CSD can form the basis for anticipating critical transitions associated with complex diseases a priori, but considering it a panacea for forewarning all sudden shifts is misleading. Moreover, the CSD theory is well established for mathematical models representing complex stochastic systems, but their applicability to real empirical data remains limited. For various dynamical systems in bistable regions perturbed by external noise, the efficacy of generic EWSs can vary as shown in the literature (Qin and Tang 2018; Samal et al. 2021). In fact, for external noise, the efficacy of EWSs can reduce, and the effect become more profound with increasing noise amplitude and correlation timescale (Qin and Tang 2018). In instances where CSD-based indicators provide early warnings, the signals should be relied upon for further considering the system for an in-depth study of the molecular mechanisms that guide it en route to the alternate stable state. Studying the dynamics of such models and dominant eigenvalues can aid in CSD prediction. However, to mitigate a critical transition in cancer patients or other diseases, it is important to identify the bifurcation parameter (small gradients of the parameter which can produce large changes on crossing a threshold value) (Korolev et al. 2014). An in-depth study of the evolution in human cancer samples can aid in more precise modeling of tumor dynamics. However, despite the complexities, researchers have put significant effort into developing measurable signals of tipping points in disease biology. This has led to the development of network biomarkers, including single-gene biomarkers, or involving groups of genes, and further advancement has brought DNBs into the field. Although DNBs for systems decipher information at the molecular level, seeking a reliable indicator out of them requires high-throughput empirical data. Nevertheless, the success of DNBs is due to the fact that changes in the system dynamics near a critical threshold may be envisioned through changes in gene (protein) sequences. At the same time, generic CSD-based indicators only capture fragments of it. A key goal in the health-care sector is to increase adaptability and recovery on exposure to stressors. Achieving this requires identifying drivers and their interconnections while developing improved DNBs.

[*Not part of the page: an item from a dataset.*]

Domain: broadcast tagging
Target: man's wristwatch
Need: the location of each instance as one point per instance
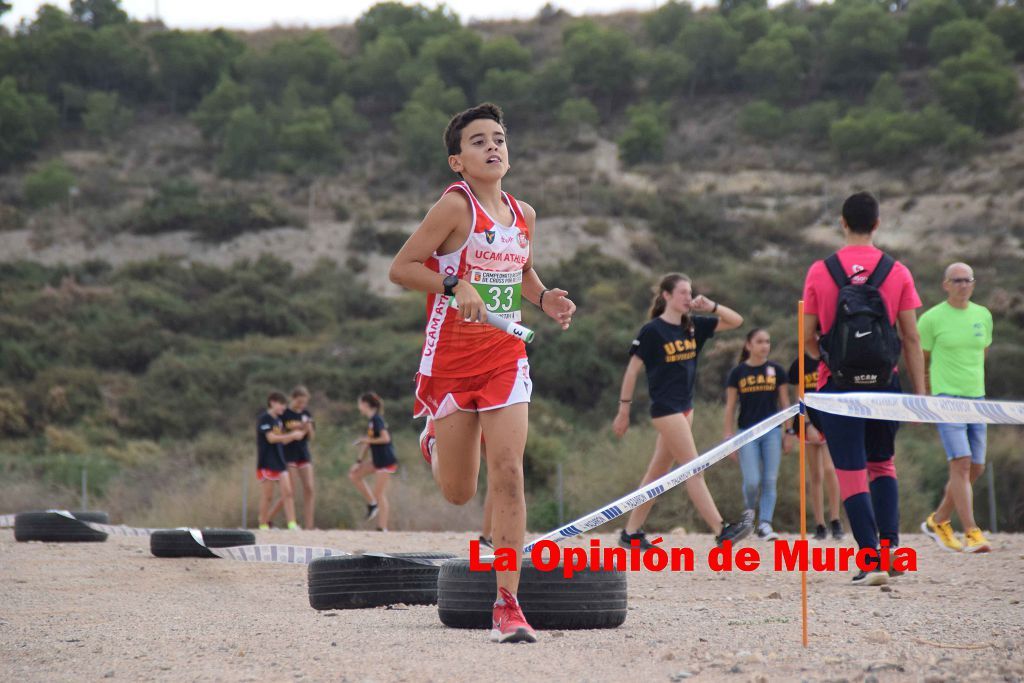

Building resilience is an ongoing process and shall continue at various levels of health care with the emergence of complex diseases (Martin 2018). As conservationists, we need to learn from the prevailing conditions to forewarn and hence be fortified (Scheffer et al. 2018). A potential advancement in the field to achieve resilience is the use of machine learning (ML). ML models can be trained using data from an array of critical behaviors in biological systems to predict the onset of critical transition. While ML methods have shown their mystique in discerning transitions (Dev et al. 2021), it remains to apply ML techniques to disease transitions. Lastly, developing robust and reliable indicators to anticipate instabilities in a ceaselessly changing world requires real-time monitoring of systems rather than predicting in retrospect. This upfront area of research leaves open questions related to sudden transitions in disease biology. A few major questions that need to be addressed are: Is it possible to devise indicators that optimize the timescale while providing reliable early warnings before a disease state? Can we develop an absolute measure of resilience in biological systems amidst noisy sequences of intertwined events?